Monday, February 25, 2008

Pragmatic Foreign Policy vs. Supporting Autonomy

The following is excerpted from Ted Galen Carpenter's piece in the Middle East Times:

Major countries like Russia, India and China worry that their own restless ethnic or political minorities could seek to emulate Kosovo. Russia frets especially about Chechnya; India about Kashmir; and China about Xinjiang, Tibet and Taiwan. Beijing's uneasiness about the Kosovo precedent with respect to Taiwan was not eased when Taipei promptly congratulated the Kosovars and emphasized the United Nations' need to respect the principle of national self-determination, i.e., Taiwan's claim to sovereignty.
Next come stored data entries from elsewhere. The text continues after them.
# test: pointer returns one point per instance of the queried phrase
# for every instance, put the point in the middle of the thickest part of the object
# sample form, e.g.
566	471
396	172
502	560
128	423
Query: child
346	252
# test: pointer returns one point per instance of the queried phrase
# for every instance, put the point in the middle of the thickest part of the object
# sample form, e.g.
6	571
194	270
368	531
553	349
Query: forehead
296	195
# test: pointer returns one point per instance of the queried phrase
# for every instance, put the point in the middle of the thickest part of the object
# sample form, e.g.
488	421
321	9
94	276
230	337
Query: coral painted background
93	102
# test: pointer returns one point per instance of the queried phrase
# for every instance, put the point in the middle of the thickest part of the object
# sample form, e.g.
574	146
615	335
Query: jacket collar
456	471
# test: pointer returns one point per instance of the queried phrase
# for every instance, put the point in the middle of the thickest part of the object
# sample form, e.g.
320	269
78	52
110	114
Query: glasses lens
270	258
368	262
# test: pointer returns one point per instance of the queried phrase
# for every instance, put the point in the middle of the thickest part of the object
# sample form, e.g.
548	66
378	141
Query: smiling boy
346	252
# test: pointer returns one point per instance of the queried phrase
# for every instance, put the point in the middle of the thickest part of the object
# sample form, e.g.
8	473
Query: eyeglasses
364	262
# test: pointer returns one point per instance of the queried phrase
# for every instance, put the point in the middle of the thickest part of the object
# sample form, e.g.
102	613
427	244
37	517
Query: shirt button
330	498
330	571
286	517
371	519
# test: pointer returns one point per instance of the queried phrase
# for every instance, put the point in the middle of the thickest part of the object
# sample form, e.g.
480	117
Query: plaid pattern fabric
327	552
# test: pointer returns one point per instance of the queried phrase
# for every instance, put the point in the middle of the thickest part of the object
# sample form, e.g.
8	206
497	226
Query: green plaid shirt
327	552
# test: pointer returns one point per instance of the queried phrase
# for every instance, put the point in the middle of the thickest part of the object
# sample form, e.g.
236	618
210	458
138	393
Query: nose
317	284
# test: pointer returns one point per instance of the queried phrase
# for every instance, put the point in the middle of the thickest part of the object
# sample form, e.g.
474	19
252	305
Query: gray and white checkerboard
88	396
But there are potential secessionist arenas in Europe itself. Cyprus understandably opposes Kosovo's move, given the pretensions of the Turkish Republic of Northern Cyprus. Turkey, which set up the TRNC, has its own problems to worry about given the ongoing insurgency of Kurdish secessionists. Spain may one day be less than thrilled about Pristina's action if its own Basque separatists are encouraged to rev up their violent campaign. And London, which vied with Washington in its enthusiasm for Kosovo's independence, may have reason to rue that stance if Scotland decides on independence.
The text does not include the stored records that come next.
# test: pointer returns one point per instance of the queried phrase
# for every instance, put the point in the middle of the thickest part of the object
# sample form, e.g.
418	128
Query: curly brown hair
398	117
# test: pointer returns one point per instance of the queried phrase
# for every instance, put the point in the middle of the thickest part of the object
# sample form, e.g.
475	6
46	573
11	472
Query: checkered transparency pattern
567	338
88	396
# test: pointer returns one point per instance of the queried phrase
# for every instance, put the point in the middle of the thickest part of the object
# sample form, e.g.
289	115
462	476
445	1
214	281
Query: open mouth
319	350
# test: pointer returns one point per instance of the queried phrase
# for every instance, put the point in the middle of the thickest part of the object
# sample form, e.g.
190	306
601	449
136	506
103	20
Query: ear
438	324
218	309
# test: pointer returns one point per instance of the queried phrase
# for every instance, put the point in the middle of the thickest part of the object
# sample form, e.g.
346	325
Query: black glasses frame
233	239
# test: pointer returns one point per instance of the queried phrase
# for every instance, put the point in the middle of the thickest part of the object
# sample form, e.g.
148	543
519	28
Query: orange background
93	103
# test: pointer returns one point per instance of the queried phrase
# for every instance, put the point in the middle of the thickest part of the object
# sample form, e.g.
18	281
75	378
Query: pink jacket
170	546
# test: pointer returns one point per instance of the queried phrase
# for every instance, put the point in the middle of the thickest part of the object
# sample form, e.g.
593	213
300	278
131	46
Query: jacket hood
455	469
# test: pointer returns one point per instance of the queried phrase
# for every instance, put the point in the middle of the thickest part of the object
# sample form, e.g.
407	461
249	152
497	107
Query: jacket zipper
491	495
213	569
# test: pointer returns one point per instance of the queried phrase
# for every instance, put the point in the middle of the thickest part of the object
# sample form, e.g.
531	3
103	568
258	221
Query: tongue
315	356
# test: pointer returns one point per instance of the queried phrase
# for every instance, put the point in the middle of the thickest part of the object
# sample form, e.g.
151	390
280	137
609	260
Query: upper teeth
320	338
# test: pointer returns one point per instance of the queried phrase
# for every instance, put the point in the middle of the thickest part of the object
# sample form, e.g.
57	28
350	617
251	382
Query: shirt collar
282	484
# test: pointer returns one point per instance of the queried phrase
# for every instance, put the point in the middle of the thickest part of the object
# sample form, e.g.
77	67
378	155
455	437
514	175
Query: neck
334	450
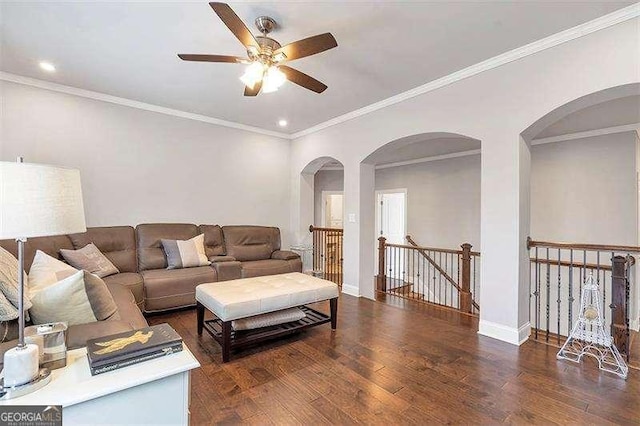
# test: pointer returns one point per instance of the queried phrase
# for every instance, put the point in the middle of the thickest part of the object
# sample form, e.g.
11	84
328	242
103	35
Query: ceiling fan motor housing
265	24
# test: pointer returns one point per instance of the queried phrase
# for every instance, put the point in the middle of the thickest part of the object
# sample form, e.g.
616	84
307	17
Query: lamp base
10	392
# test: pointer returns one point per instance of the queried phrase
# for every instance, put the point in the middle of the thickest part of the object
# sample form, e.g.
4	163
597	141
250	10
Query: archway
322	189
584	194
427	194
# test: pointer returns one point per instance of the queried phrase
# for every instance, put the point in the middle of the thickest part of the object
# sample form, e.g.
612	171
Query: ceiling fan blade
235	24
302	79
253	92
308	46
212	58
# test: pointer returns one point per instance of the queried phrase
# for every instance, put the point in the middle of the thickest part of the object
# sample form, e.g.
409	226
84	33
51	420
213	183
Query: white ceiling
128	49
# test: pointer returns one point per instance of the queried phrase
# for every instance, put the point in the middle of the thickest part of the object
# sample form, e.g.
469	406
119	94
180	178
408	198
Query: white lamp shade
38	200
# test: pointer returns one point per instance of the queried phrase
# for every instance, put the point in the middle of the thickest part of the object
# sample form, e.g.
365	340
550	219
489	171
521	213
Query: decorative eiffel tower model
589	336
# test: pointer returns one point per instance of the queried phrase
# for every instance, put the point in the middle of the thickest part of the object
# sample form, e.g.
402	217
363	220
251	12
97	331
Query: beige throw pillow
46	270
79	299
185	254
91	260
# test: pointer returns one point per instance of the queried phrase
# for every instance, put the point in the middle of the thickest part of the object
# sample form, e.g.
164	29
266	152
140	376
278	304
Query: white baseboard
512	335
351	290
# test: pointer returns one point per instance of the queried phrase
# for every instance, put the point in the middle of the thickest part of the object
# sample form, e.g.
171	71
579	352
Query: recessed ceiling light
47	66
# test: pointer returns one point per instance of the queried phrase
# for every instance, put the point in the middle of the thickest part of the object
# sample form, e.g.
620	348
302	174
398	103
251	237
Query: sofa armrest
220	259
228	270
284	255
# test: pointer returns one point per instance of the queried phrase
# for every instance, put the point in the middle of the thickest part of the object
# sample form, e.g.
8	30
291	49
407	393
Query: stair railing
432	275
558	272
328	253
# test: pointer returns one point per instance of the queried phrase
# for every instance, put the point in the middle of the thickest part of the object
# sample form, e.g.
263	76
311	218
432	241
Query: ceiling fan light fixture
253	74
273	79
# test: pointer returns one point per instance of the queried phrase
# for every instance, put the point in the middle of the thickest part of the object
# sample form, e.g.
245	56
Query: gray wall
581	191
138	166
325	180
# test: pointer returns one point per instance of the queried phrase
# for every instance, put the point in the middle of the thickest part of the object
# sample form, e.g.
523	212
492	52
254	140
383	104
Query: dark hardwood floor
397	362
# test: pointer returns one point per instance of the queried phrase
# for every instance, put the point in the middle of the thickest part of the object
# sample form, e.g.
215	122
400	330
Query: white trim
351	290
13	78
606	21
587	134
428	159
504	333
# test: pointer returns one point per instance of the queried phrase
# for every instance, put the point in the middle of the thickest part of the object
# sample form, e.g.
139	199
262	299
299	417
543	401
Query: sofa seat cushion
128	310
130	280
231	300
258	268
174	288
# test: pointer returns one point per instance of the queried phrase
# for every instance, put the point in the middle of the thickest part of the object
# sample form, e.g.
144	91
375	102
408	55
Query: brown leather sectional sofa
144	283
235	252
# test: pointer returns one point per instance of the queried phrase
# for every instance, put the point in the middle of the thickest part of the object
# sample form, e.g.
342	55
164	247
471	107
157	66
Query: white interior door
391	215
391	223
333	209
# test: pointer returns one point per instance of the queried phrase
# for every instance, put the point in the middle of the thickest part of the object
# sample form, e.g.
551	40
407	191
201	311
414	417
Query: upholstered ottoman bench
235	300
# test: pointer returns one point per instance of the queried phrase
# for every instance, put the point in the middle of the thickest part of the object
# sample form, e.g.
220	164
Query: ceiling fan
266	57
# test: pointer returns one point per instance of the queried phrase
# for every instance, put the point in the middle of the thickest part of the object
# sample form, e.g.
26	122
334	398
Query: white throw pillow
64	301
46	270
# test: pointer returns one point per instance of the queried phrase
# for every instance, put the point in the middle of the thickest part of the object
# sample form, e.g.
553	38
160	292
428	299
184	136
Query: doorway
333	209
391	215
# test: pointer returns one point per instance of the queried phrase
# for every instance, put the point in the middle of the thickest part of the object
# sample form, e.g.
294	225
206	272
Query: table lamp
35	201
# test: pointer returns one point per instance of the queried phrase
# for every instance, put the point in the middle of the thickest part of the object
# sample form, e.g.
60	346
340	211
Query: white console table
152	392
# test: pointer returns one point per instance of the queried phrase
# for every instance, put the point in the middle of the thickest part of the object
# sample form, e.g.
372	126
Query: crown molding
14	78
606	21
588	134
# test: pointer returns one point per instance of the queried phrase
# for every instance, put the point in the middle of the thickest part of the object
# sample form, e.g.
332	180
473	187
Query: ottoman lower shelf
244	338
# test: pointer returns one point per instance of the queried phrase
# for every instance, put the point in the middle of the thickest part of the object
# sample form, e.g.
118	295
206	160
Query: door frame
377	210
325	195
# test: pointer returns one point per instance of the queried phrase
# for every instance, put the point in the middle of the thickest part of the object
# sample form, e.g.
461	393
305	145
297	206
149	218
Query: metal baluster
559	294
571	298
604	290
548	293
537	294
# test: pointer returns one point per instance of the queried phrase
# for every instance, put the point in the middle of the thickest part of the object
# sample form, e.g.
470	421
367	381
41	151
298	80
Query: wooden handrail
423	252
574	264
450	251
582	246
318	228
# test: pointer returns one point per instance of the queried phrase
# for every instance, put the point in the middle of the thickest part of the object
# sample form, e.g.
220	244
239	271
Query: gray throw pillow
79	299
185	254
91	260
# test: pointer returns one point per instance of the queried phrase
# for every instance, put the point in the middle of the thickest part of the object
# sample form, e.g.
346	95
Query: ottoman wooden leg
200	317
333	303
226	340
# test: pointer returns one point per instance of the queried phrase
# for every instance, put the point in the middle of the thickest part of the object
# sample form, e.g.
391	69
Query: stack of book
132	347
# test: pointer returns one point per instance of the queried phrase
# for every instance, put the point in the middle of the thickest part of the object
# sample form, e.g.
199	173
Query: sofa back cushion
117	243
49	245
150	252
213	240
251	242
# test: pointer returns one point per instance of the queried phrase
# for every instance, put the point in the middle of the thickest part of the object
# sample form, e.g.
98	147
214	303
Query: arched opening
426	206
585	160
323	180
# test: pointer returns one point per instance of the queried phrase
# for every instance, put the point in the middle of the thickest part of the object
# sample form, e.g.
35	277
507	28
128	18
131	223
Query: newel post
465	299
381	278
619	290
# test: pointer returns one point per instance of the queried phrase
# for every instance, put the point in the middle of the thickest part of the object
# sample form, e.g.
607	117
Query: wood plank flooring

These are all hairy problems, and legitimate ones. I'm curious to know how libertarians balance the goal of autonomous self-rule versus the political reality of bloody, crushing resistance. Peaceful independent nations are very often born out of violent conflict. And while conflict should be avoided when at all possible, is it really always to be avoided*?
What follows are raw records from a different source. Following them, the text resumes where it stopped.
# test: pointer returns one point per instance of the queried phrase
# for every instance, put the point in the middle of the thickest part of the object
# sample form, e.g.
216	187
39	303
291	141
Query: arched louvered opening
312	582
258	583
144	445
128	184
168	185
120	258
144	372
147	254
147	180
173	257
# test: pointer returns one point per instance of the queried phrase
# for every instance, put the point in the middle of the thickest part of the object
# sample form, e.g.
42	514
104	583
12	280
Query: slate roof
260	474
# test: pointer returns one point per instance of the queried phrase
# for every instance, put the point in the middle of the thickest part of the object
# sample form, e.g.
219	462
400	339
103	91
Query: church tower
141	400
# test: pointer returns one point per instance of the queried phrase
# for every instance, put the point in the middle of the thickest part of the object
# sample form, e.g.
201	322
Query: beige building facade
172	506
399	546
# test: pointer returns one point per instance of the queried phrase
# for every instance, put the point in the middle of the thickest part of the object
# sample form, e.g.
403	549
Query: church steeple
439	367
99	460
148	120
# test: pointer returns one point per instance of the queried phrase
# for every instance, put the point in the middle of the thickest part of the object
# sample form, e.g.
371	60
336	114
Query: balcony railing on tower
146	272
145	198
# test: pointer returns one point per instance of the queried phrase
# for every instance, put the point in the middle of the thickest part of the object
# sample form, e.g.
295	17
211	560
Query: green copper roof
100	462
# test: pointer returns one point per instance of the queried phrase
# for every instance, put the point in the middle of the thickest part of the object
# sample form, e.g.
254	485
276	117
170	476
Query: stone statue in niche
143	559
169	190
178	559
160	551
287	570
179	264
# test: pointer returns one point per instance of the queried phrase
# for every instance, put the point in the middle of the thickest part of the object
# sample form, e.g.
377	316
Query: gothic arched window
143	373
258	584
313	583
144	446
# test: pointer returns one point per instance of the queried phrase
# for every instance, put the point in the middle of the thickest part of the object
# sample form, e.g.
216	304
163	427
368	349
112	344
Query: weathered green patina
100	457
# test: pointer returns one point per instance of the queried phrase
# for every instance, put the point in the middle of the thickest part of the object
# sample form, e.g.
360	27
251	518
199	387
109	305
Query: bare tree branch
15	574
Perhaps the US recognition of Kosovo will provoke conflict (although I still don't know how US recognition after the fact would increase the risk of Serbia retaliating) and that I can see as troubling, but are we for self-rule for all people or just us?

I'm all ears.

*CLARIFICATION: I'm not trying to put words in Dr. Carpenter's mouth with this statement. It just seems that his argument in this case rests on the underlying premise of stability at all costs. I should have reworded the sentence.